Os carros de fórmula um e os baldes de tinta

Carro de Fórmula 1

Empurre. – disse – Eu não posso me mover, a menos que você me dê este impulso.

Havia tantos pedaços de tecido rasgados no chão, e ela os enxergava de tão alto, como se não precisasse mais do par de óculos, como se o cérebro tivesse aprendido tão bem a lidar com aqueles percalços mundanos que, mesmo as imagens borradas refletidas nos seus olhos, eles tornaram-se capazes de esclarecer com suficiente precisão. Ela podia montar um quebra-cabeças de onde estava, peça por peça, juntar côncavos e convexos, como se soubesse como tudo parecia antes de espatifar-se no chão. Os fatos estapeavam-lhe o rosto, porque ela era incrédula. Ou estúpida – estúpida, com certeza.
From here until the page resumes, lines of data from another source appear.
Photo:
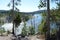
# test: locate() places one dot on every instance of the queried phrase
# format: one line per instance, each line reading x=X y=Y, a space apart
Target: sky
x=26 y=5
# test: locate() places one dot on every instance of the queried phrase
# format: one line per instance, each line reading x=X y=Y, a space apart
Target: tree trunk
x=13 y=17
x=48 y=20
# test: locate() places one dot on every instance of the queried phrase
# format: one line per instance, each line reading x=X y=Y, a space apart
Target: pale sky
x=26 y=5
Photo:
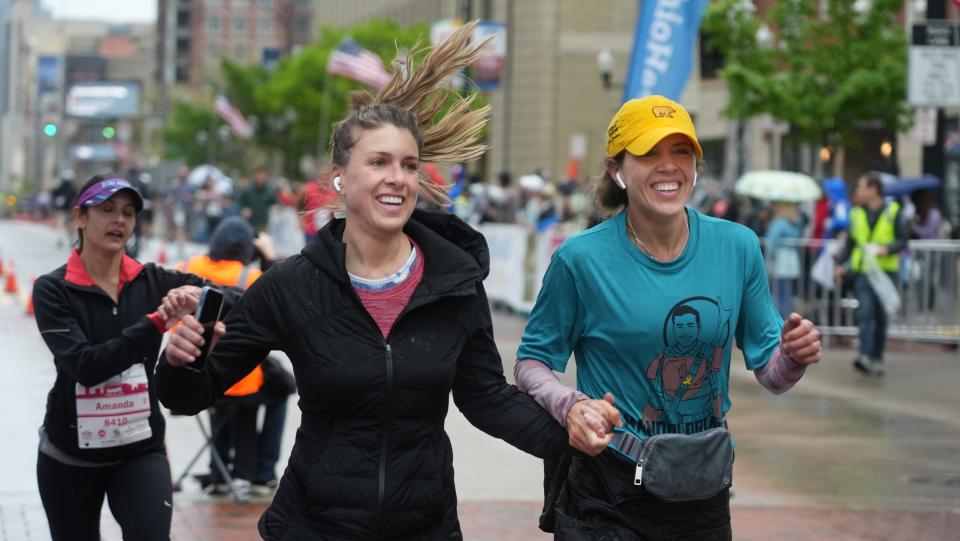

Sentou-se na borda do edifício, raspando os pés na parede, deixando marcas de borracha escura na tinta desbotada; era uma cena melancólica de inverno, onde o vento gelado lhe atiçava os cabelos e roubava-lhe a quentura do rosto, enrubescendo os lábios, e ela agarrava a borda do muro sobre o qual estava sentada com tanta força que as mãos avermelhavam-se, enquanto que os pés balançavam no vazio, pesados e indiferentes – era assim que os pensamentos funcionavam. Todos os dias, havia alguns poucos sóbrios, e havia aqueles que pareciam apenas surgir para que se criasse o desafio de serem domados. No fim do dia, ela quase deixava-se vencer, após as horas passadas em tentativas frustradas de colocar alguma organização sobre eles. Eles tinham um humor ácido, porém, esses pensamentos indômitos. Passeavam no cérebro como carros de fórmula um atravessando o olhar, borrões variados e difíceis de identificar, que iam jogando baldes de tinta sobre ela, numa rapidez tal que lhe bagunçava a análise de como ela devia pintar as aquarelas que iam-lhe aparecendo no decorrer do dia. Ela esperava que eles simplesmente se cansassem e decidissem funcionar como pensamentos normais, porque ela tinha escolhas a fazer – entre elas, pintar as aquarelas ou domar os pensamentos. As duas coisas não podiam ser feitas, junto de todas as outras, e desenhar os quadros sem que os pesamentos estivessem nos conformes, para ela, seria como tocar uma determinada música sem saber as suas notas.

Não se sabe por quanto tempo aquele seu pedaço irritadiço, parte perniciosa que há muito ela tentava evitar, martelou-lhe o pedido incessante, e nem quais estágios ela teve de derrotar antes de tal decisão. Quando foi encontrada, dias depois, ensopada da chuva do dia anterior, já não reagia. Não se sabia se havia alguma consciência dentro daquele cérebro. Eles a manuseavam como se ela fosse uma boneca de pano, como se nunca tivera vontades na vida e, além disso, mesmo com os olhos abertos apontados para um objeto ou outro par de olhos, ela apenas fitava um nada; o olhar trespassava tudo como se o mundo fosse invisível, e parecia focar-se em um fundo que apenas ela podia enxergar. Ao redor dela, murmurinhos concluíam que aquilo certamente havia sido travessura daqueles pensamentos zombeteiros que, em um momento, pegaram-na desprevenida, ou exaurida. Foi alguém que disse, em tom bem mais baixo, quase como se não quisera ser ouvido, que ela apenas queria ganhar tempo; queria apenas desvendar a sua própria harmonia.